CHATTANOOGA, Tenn. (AP) – A man who ran for Congress last year in East Tennessee has been indicted on a charge of soliciting another person to burn down a mosque in a small Muslim enclave in New York, federal prosecutors said Tuesday.
Robert Doggart, 63, had agreed to plead guilty in April to plotting an attack on residents of “Islamberg,” a self-named community outside Hancock, New York, consisting primarily of Muslims. But the agreement was thrown out June 29 by a federal judge who ruled it did not contain enough facts to constitute a true threat.
The new indictment by a grand jury in Knoxville says Doggart tried to “solicit, command, induce and endeavor” to persuade someone to burn down a mosque in Islamberg. The charge of violating civil rights laws carries a penalty of up to 10 years in prison.
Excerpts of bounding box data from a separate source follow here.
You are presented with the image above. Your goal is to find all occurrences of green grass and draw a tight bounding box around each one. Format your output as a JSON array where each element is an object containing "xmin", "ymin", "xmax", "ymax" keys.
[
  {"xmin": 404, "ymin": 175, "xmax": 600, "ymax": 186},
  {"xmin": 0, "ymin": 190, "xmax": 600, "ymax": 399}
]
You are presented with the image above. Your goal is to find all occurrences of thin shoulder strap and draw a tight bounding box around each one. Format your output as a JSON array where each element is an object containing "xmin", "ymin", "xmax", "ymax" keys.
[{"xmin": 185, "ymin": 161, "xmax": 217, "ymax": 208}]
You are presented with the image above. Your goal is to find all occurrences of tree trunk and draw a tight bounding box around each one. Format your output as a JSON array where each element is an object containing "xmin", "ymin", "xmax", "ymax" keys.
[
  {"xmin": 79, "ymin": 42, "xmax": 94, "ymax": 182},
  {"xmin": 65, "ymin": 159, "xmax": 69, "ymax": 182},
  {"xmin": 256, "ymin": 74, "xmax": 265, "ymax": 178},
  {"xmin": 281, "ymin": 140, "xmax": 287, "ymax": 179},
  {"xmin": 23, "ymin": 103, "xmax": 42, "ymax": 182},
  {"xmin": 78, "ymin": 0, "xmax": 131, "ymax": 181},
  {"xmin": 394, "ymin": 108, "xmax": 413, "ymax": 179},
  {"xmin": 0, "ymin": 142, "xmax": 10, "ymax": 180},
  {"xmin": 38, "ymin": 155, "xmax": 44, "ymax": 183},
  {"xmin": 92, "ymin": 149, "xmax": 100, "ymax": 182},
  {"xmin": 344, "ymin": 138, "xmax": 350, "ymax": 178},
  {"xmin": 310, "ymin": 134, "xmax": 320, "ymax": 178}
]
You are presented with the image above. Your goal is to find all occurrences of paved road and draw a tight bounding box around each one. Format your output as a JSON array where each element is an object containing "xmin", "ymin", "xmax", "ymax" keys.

Doggart’s attorney did not immediately return a call seeking comment.
Doggart’s plans included burning a mosque, a school and a cafeteria, and he solicited others to join in his plan through Facebook posts and in telephone conversations, prosecutors said. Court documents allege Doggart wrote that “Target 3 (Islamberg) is vulnerable from many approaches and must be utterly destroyed.”
A judge ordered Doggart released in early May with certain conditions, including home detention, psychiatric treatment and drug testing, refrain from possessing a firearm and post a $30,000 bond. Court records show Doggart entered the bond May 6.
In a letter June 10, The Muslims of America religious organization criticized the proposed plea agreement and the judge’s release order.
“We respectfully do not believe that the plea arrangement is fair, reasonable or in the interest of justice as it relates to us as victims or to society as a whole,” the letter said.
Doggart, of Signal Mountain, ran as an independent in last year’s District 4 congressional race and finished with just 6 percent of the vote.